How to start with SQL in Spark? After reading this article you will be able to run your first SQL queries against CSV files with a managed solution that takes away maintenance overhead – Databricks.
SQL is the obvious choice for Spark
Behold. Starting from the major version 3.0 released in June 2020 you may operate with ANSI SQL mode in Apache Spark, which makes this engine even more SQL friendly. SQL always played an important role in Spark and this is another step in this direction.
What is the blocker before starting to learn some useful library or tool? You need to learn some API, ways how to deal with data. For example, if you want to do data wrangling with Pandas, you better learn Pandas API, how to transform a Dataframe and so on. Spark is different from other frameworks in this way as it introduces a full-blown parallel processing. You may call it ‘a better Hadoop’ (of course Hadoop believers are going to kill me know..). If you ever had issues with analysis of big amounts of data, especially if we say about unstructured data requiring preprocessing, Spark is a go-to. Of course you could learn its RDD or DataFrame API in any language of choice: Python, Scala, R. But no worries, SQL is also here!
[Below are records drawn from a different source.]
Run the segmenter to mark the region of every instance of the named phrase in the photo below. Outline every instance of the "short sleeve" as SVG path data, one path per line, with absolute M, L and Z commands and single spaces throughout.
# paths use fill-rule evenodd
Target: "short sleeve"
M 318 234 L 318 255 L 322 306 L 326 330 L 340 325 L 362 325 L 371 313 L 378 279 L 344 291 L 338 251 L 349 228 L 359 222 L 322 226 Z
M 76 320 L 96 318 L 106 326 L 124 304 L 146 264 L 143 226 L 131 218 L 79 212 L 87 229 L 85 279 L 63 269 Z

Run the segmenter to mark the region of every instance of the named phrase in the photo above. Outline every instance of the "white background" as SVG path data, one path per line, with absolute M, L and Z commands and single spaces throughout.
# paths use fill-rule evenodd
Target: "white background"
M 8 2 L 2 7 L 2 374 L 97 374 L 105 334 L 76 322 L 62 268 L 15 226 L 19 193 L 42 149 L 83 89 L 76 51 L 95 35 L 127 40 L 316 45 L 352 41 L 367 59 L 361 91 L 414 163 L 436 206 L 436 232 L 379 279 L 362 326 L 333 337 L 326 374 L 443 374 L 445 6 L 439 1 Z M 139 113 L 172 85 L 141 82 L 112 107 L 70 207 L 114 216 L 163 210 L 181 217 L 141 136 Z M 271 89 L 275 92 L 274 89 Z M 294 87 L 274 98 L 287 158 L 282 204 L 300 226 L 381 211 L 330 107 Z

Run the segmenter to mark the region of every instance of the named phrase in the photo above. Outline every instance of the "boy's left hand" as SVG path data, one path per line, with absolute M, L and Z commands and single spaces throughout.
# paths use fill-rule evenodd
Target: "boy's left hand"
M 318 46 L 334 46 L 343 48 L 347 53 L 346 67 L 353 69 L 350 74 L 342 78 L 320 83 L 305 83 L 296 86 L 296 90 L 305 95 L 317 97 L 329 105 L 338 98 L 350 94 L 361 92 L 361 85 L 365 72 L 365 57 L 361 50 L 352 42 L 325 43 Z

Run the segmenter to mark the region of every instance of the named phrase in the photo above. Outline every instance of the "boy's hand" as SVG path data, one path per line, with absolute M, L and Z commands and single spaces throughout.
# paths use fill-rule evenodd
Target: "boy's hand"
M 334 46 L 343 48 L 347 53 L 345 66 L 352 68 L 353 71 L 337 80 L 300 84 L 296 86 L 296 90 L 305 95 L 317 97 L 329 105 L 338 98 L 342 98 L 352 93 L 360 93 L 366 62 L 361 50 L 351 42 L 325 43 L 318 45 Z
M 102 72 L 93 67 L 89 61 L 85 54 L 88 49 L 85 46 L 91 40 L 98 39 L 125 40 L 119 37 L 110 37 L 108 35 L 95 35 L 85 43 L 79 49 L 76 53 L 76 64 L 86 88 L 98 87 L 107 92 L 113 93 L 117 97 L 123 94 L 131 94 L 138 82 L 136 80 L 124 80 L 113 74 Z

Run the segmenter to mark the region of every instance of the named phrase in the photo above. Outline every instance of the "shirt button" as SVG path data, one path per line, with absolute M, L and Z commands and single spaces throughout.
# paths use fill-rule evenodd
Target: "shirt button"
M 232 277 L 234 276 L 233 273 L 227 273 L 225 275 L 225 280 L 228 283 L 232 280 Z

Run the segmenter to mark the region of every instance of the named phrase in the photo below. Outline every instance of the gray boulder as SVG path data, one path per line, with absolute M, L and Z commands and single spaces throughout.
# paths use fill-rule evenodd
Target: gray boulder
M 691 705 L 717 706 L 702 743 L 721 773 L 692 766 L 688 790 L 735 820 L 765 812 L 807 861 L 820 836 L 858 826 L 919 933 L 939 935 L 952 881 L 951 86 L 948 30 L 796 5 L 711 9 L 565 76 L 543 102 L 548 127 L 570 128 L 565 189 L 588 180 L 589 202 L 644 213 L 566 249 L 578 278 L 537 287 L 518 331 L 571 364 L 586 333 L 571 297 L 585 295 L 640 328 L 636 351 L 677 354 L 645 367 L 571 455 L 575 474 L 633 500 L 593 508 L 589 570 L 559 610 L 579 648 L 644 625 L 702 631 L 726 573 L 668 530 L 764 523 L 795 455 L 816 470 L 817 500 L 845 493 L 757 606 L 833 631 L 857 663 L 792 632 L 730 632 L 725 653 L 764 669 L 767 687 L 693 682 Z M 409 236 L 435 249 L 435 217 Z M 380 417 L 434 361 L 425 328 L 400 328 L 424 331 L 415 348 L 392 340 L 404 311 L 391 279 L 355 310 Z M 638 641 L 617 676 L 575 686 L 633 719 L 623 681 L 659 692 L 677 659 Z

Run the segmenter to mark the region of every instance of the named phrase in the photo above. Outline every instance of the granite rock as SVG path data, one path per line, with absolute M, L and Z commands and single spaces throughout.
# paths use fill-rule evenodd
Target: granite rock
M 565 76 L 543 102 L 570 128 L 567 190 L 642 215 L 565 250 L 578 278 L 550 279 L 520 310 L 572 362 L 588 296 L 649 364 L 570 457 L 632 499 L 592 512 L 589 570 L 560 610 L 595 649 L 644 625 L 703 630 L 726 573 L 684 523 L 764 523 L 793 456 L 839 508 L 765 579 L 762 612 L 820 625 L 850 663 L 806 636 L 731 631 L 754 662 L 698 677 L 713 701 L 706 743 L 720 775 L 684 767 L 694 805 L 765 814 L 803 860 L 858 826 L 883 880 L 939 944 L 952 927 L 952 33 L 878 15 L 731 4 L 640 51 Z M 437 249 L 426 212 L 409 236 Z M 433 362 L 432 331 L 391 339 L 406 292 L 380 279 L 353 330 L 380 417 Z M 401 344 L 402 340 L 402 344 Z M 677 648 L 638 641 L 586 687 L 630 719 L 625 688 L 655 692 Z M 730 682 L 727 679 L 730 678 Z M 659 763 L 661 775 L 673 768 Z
SQL is an important part of Spark framework. To start playing with it there is no need to buy heavy and costly hardware. Neither need you buy any costly licences – there is a very friendly opportunity to try it with the online Spark cluster. All you need to do is go to https://databricks.com/try-databricks and sign up for a free Spark engine. Then go to https://community.cloud.databricks.com/ and enjoy your Spark environment – Databricks.
Load and query data with Spark SQL
Disclaimer: The dataset is not truly big data here, however we will use it to showcase the functionality of Spark SQL. With this size of dataset your calculations will be fast and you are able to reproduce it easily yourself.
Let us give it a try and import a dataset. You may use any of the datasets you own. We will use an open dataset, everyone can enjoy, just go there and take one… Living now, during COVID-19 for sure it is safer to use a bike than public transportation. Better you own your bike, yourself, but otherwise you can hire one. In my city, Wroclaw (Poland), we have a bike sharing company, and archive data (March 2019-January 2020) available here. Maybe we can ask some questions on our bike data, like: “what are the most popular stations”. With our historical CSV files we are going to run some queries using Spark. Ready? Buckle up!
To have our data read, we have to use some cluster. You can create one for free. Name it as you want.
Then you need to wait a few moments for the cluster to be created and started. If you don’t see any clusters on your list at start, you need to wait a few seconds and refresh the page. Then you should see your cluster Pending state
After it has been created and started up you may continue. Loading of the data is super simple using Databricks UI. When you open its UI, it is enough to go to Import data section which is displayed here.
After choosing the correct item there is Create New Table dialogue displayed. This is the place where you actually put your data to.
All you need to do is to fetch the data from the link mentioned above and add your files here. They will be sent to the Databricks file system one after another. Just drop them there or find them with a browse link. When loaded correctly you may notice upload results.
Let us choose the option to Create Table with UI. Select your newly created cluster and Preview Table. Let us rename our table to “rides”. Choose options shown as checkboxes : First row is header and Infer schema. Now it’s time to Create Table. After a few seconds the table is ready to be used.
Now, let’s query our table! You can do so by easily writing some SQL queries in a SQL notebook. Let us check if the table is there. Go to the home Databricks page and choose Create a Blank Notebook command. We choose the name `rides_analyze` but you can feel free to use any notebook name you like 🙂
In a notebook cell write the following SQL command
``` select count(*) from rides ```
You should receive the amount of 39926 if you used the same dataset as we did. What about our question, which station is the most popular? It seems that most people hired bikes from outside of an official docking station (Polish “Poza oficjalna stacja”). Apart from that, we have the Main Railway Station being the most popular rental spot. Such a result could be expected.
``` SELECT rental_station, count(*) cnt FROM rides GROUP BY rental_station ORDER BY cnt DESC ```
I hope, after digesting this article you will have a good feeling how to start with Spark. There really is no need to install anything. You just need to sign up for the Community edition of Databrick, upload some data and start querying. Obviously, for each tool there is an API. The problem with it is you have to learn some specific language, again. Thus, reusing SQL by Spark, is definitely a speed-up, which makes learning it easier.